MRIマンスリーレビュー2019年9月号

クオリティ・ジョブは計画的に創るもの

常務研究理事 村上 清明
AI(人工知能)は、21世紀の持続可能で豊かな地球社会を実現するためのキーテクノロジーであるが、いくつかの懸念材料もある。その一つが雇用問題である。近年の雇用状況を見ると、中産階級の中核であるホワイトカラーがITで代替されている。新たに生まれる仕事もあるが、その多くは低収入の仕事であり、高収入が得られる仕事(クオリティ・ジョブ)は少数だ。これは、大量の中産階級を生んだ産業革命の時との大きな違いだ。

今後も新たなビジネスと仕事は多数生まれてくるだろうが、技能や資格の習得だけでは高収入に結びつかない。例えば、国内には、すでにドローン操縦士の資格取得のための学校が多数設立されているが、操縦技能だけでは、持続的に高収入を得られる仕事にはならないだろう。

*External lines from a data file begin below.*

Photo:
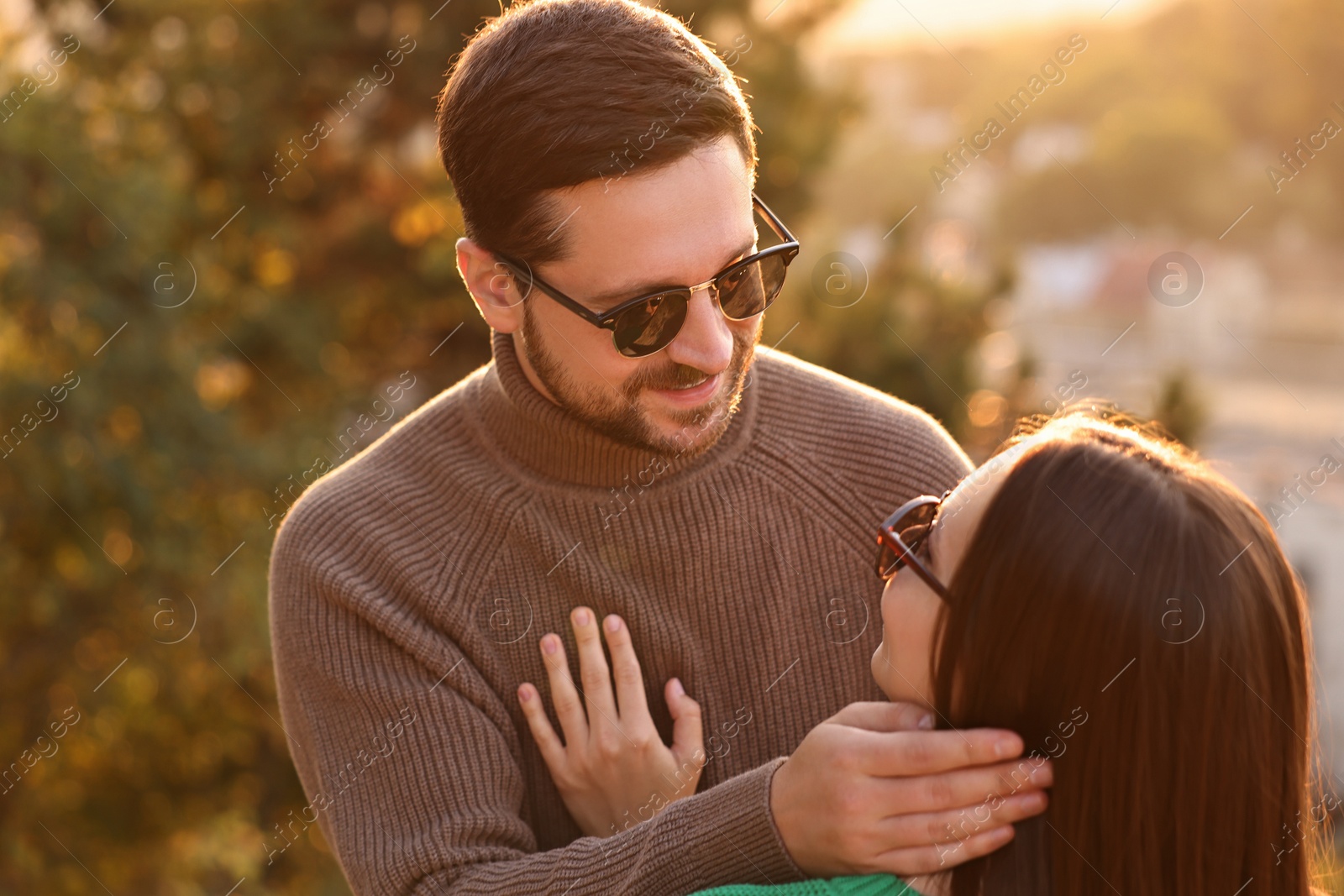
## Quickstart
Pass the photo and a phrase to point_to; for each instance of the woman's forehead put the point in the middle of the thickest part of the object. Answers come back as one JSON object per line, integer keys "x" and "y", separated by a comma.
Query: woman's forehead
{"x": 981, "y": 481}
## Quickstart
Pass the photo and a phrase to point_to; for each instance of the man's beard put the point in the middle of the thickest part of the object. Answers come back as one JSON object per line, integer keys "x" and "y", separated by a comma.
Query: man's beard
{"x": 616, "y": 416}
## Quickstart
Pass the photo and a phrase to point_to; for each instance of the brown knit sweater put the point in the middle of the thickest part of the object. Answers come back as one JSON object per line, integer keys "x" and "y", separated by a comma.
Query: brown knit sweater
{"x": 409, "y": 590}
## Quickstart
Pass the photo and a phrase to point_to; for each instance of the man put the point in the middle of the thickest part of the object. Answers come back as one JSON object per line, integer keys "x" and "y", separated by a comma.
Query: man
{"x": 718, "y": 497}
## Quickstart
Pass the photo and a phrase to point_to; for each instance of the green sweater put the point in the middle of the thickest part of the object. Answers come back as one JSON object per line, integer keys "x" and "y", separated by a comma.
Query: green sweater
{"x": 866, "y": 886}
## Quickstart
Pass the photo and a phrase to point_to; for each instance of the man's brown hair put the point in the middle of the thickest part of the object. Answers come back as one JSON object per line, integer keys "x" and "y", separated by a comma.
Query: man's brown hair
{"x": 555, "y": 93}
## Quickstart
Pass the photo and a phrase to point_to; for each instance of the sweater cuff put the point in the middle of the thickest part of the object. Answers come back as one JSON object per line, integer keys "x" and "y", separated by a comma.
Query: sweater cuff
{"x": 738, "y": 812}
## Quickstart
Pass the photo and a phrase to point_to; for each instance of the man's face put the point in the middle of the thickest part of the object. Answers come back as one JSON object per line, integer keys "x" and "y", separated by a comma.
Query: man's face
{"x": 679, "y": 224}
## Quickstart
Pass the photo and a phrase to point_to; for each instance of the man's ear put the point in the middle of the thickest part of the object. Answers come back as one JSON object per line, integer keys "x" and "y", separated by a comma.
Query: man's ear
{"x": 492, "y": 288}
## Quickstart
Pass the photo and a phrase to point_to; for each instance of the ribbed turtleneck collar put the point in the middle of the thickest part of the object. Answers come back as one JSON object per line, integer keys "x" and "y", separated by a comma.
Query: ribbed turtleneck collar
{"x": 541, "y": 436}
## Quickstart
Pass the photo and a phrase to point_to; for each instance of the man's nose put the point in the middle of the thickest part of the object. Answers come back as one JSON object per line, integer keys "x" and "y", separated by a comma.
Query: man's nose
{"x": 705, "y": 342}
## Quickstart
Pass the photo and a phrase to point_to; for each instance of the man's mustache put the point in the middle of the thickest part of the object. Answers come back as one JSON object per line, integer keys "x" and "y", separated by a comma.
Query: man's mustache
{"x": 683, "y": 375}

高収入が得られる仕事となるには、より高い経済価値を生み出せるようにすることが必要だ。そのためには、包括的かつ、より高い専門性が求められる。宇宙航空分野で全米トップのERAU(Embry-Riddle AeronauticalUniversity、1925年創立)には、ドローン関連分野のトップ人材を養成する学部・修士課程がある。そこでは、科学、技術、経営を含む包括的なプログラムに加え、研究では、NASA(米国航空宇宙局)などと共同で最先端の研究が行われている。多数の企業が参加する共同研究、職業訓練、競技(コンテスト)、寄付講座など、実務教育も充実している。こうした教育プログラムは、将来の人材需要や得られる収入を綿密に調査した上で組まれており、学生は、想定される卒業後の仕事と収入を見て入学を判断できるようになっている。

産業のスクラップ・アンド・ビルドが不可避な時代を迎え、再教育の必要性が叫ばれているが、その出口(高収入が得られる仕事)が見えなければ、学習意欲も湧かない。個人の努力でその出口を創れるものでもない。学産官が一体となってクオリティ・ジョブを創ることが重要だ。